Утром Джей проснулся ошарашенный от приснившегося и долго не мог прийти в себя. Он подумал было об оракуле, но, перелистав календарь, наткнулся на 30 августа, что-то подсказывало ему, что сегодня именно 30 августа. «Если так, то оракул получается я. Нет, нет, бред какой-то», – на секунду пронеслось у него в голове. «Придется мне отложить сон до завтра, иначе произойдет непоправимое. Что я скажу людям? У меня нет сна о мечте, а если я обману их, но это же преступление, тяжкое преступление, ведь сегодня день оракула – мой день, мой час пробьет. Я не способен им солгать – целая преемственность снов будет нарушена, сознания людей повержены в хаос бессонных ночей и бесконечных переживаний о прошлом, которое будет всплывать раз за разом, меняя свои мерзкие одеяния, вселяя ужас и слабость в сердца потомков».
Он вышел на улицу и увидел бедную Эльзу, улыбающуюся цветам, в летнем, прозрачном платье перистых облаков с рыжим котенком под мышкой.
– Привет, Оракул, – засмеялась она как будто только за этим там и оказалась.

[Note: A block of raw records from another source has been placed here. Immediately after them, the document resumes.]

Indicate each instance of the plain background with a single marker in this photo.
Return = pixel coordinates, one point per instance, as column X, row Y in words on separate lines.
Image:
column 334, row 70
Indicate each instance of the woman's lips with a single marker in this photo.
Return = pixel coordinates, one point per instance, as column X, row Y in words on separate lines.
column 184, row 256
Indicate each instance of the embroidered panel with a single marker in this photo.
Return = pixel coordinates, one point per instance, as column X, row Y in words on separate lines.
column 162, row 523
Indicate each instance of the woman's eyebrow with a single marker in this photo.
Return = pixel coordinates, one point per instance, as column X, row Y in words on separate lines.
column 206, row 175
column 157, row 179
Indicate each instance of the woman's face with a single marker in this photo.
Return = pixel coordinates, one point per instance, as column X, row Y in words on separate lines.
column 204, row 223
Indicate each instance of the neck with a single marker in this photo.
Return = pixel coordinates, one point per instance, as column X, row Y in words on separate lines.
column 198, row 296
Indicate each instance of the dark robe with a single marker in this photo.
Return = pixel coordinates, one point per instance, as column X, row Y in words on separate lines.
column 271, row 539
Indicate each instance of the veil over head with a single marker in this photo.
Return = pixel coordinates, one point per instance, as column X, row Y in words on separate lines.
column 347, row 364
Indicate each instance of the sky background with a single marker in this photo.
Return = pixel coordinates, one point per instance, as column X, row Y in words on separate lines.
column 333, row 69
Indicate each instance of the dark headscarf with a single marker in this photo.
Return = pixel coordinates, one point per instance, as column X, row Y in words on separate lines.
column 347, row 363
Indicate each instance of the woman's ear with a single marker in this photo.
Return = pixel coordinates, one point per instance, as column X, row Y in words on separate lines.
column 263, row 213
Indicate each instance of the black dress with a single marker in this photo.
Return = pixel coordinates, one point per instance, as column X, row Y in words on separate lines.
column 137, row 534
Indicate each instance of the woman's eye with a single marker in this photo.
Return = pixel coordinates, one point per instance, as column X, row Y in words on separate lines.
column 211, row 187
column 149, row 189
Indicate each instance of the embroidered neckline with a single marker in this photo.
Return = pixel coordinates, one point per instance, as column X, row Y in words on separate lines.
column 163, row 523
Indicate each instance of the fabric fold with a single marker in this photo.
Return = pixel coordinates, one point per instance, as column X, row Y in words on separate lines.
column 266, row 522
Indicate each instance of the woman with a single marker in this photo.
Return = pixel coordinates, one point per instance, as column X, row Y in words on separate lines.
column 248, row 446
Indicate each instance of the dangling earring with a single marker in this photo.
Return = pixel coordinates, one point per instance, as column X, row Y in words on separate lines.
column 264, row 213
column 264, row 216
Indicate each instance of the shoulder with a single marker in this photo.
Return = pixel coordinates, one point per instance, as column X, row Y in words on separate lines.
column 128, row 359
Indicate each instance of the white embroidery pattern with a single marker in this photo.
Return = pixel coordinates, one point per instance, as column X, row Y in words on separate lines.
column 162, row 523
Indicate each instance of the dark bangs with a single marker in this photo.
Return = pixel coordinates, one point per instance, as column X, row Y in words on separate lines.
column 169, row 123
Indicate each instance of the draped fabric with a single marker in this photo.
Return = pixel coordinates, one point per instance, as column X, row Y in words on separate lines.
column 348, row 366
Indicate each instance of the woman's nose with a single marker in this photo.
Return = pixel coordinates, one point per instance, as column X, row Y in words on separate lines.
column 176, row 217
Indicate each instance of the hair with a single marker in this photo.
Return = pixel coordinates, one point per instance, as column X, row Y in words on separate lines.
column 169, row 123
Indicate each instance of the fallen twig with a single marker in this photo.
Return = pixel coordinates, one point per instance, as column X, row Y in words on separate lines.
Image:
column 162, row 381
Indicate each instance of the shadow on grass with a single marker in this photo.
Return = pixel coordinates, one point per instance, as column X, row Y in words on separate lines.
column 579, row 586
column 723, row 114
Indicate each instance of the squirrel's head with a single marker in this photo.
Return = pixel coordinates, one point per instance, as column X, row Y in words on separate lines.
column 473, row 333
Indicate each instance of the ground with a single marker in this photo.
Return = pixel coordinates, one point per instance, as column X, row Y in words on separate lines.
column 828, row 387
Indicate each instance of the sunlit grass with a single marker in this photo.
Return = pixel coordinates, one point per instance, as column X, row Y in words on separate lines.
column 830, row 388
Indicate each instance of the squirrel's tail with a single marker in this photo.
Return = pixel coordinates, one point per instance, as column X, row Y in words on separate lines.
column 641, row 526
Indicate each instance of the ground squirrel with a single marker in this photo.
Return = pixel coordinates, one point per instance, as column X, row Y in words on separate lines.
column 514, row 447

– Эльза! Ты смеешься? А как же…
– Любовь покинула мое сердце, оно теперь свободно навеки, я думала тебе сегодня и так все должно быть понятно, ведь ты оракул.
Эти слова еще больше добили несчастного юношу, и он решил, никуда не идти дальше, а вернуться назад в свою комнату и ждать конца всего этого исхода, однако он знал, что сновидцы быстро его обнаружат и ему придется держать ответ. «Я просто хотел, чтобы меня оставили все в покое, а тут такая чертовщина завертелась», – думал Джей.